Dec 11, 2010 at 3:06 AM Post #2 of 137
If someone on these forums believes he or she knows all of the biological and electrical aspects involved in reproduction and interpretation of sound then you can kindly dismiss them with a nod and a smile.
 
How can we understand sound in entirety when we are still guessing at nerve networks and how the brain processes information? We certainly don't know how to make Plato's driver either; if we did there wouldn't be more than one company making the 'perfect' driver.
 
Dave
 
Dec 11, 2010 at 12:01 PM Post #3 of 137
You will get clear results with an F1 car, it will go faster around a circuit. The same is not true of audio, that is too subjective as to what is better. My experience is that different is often presented as better. And we will also struggle to agree on what is different. That is why subjective opinion is usually such a fail. With regards to cables, we do know all there is to know. With regards to the mind and hearing music, that is the dark area. We should look there to explain cable differences.
 
Dec 11, 2010 at 1:09 PM Post #4 of 137
Quote:
Do we really know all there is to 'sound science'?  Including the biological and electrical aspects?
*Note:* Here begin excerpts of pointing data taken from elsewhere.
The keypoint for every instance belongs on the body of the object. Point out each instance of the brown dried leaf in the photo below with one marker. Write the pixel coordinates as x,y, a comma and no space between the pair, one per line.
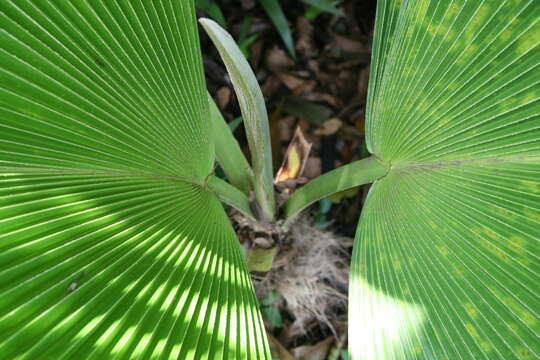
277,60
279,351
313,167
304,41
349,45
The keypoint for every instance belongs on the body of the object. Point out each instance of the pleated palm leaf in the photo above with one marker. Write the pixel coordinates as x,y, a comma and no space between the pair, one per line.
110,244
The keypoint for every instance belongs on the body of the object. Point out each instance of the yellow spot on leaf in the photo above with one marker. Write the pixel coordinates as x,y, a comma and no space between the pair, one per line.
517,244
531,186
471,310
492,234
486,346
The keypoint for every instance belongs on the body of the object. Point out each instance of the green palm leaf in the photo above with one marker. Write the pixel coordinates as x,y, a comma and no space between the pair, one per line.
447,263
111,246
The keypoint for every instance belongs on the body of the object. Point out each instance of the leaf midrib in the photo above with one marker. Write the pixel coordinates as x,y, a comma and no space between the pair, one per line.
115,173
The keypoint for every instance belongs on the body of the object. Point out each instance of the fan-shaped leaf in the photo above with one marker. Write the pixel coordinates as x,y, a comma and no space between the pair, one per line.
447,261
110,246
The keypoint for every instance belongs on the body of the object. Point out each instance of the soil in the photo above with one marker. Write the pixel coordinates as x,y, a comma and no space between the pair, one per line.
323,91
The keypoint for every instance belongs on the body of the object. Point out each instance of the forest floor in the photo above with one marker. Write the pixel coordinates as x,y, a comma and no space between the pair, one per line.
322,90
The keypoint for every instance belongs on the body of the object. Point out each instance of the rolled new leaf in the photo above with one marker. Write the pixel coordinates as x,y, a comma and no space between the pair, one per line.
254,112
345,177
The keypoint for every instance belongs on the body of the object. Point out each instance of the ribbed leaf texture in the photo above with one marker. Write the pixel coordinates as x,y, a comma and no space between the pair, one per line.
446,263
110,244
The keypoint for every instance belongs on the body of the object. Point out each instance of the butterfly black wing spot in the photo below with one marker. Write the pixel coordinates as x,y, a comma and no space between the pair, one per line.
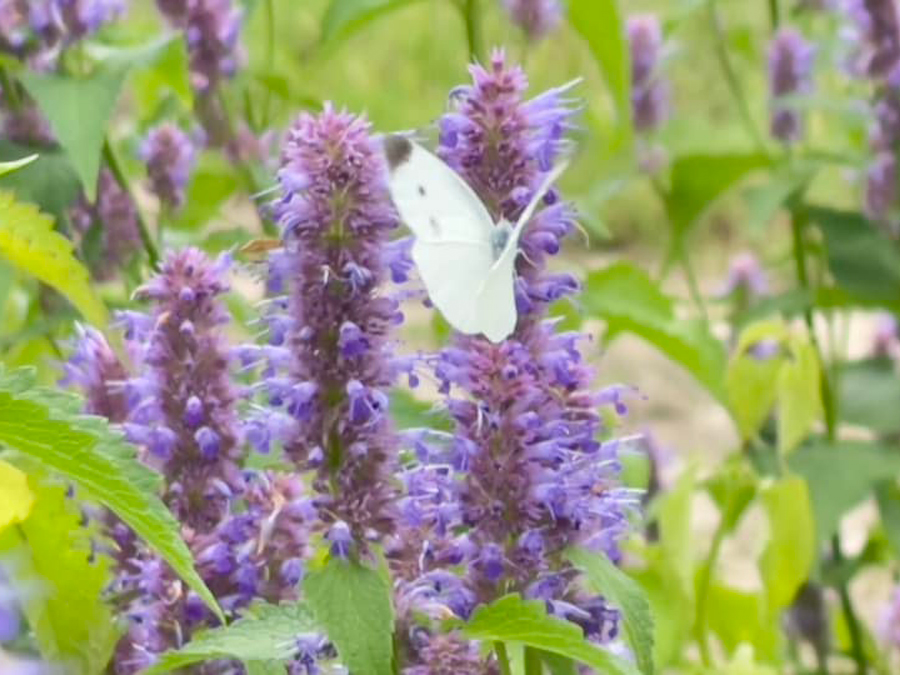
397,149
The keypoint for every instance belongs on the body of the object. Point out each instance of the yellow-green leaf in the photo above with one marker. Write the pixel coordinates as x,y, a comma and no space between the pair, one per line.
28,240
17,497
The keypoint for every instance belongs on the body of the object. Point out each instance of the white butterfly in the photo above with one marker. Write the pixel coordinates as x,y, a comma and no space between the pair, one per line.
466,261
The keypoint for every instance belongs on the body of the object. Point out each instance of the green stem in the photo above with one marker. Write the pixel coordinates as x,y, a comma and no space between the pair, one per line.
533,663
706,574
112,161
502,658
731,78
799,220
472,18
774,13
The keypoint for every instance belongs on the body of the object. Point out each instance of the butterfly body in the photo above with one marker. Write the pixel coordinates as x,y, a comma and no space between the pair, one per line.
465,259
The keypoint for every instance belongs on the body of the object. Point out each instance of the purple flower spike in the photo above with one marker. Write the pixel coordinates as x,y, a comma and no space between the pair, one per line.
536,18
790,73
649,92
169,155
336,218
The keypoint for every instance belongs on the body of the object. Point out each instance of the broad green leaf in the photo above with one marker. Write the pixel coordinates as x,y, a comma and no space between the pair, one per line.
50,181
791,551
212,183
799,395
266,633
511,619
888,496
840,476
50,558
870,395
44,427
27,240
353,604
623,592
698,180
732,488
15,165
864,261
17,497
752,385
601,24
79,111
740,617
629,300
343,17
409,412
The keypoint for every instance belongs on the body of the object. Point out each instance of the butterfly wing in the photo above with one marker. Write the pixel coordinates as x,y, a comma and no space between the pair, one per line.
431,198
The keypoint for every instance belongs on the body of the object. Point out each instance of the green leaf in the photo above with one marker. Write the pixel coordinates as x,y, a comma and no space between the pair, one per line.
698,180
353,604
789,555
864,261
511,619
49,556
15,165
888,497
600,23
840,476
620,590
799,395
79,111
45,427
870,395
343,17
50,181
266,633
17,498
409,412
629,300
27,240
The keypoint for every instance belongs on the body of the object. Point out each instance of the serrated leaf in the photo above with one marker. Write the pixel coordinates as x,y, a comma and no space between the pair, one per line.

Audio "science" may not know everything, but it knows an awful lot. Especially the electrical aspects of fidelity such as amplifiers and A/D/A converters. Speakers and headphones and microphones are in some ways more complex, and no one design can solve all the problems. Microphones are the simplest, and closest to "perfect" of the transducers. For example, a condenser microphone with a very small diaphragm can be extremely flat with very low distortion. But the small diaphragm size reduces the signal to noise ratio. Larger diaphragms have more output, but that introduces other problems. Loudspeakers have even more trade-offs. So it's not so much whether all is known or not, but finding the best trade-offs between audio fidelity, size, and cost.
 
--Ethan
 
Dec 11, 2010 at 1:58 PM Post #5 of 137
I don't know if an engine is a good analogy.  There's a lot of work on those to increase output, lower weight, make more efficient, and any number of goals.  No one knows where the limits are or what else is possible.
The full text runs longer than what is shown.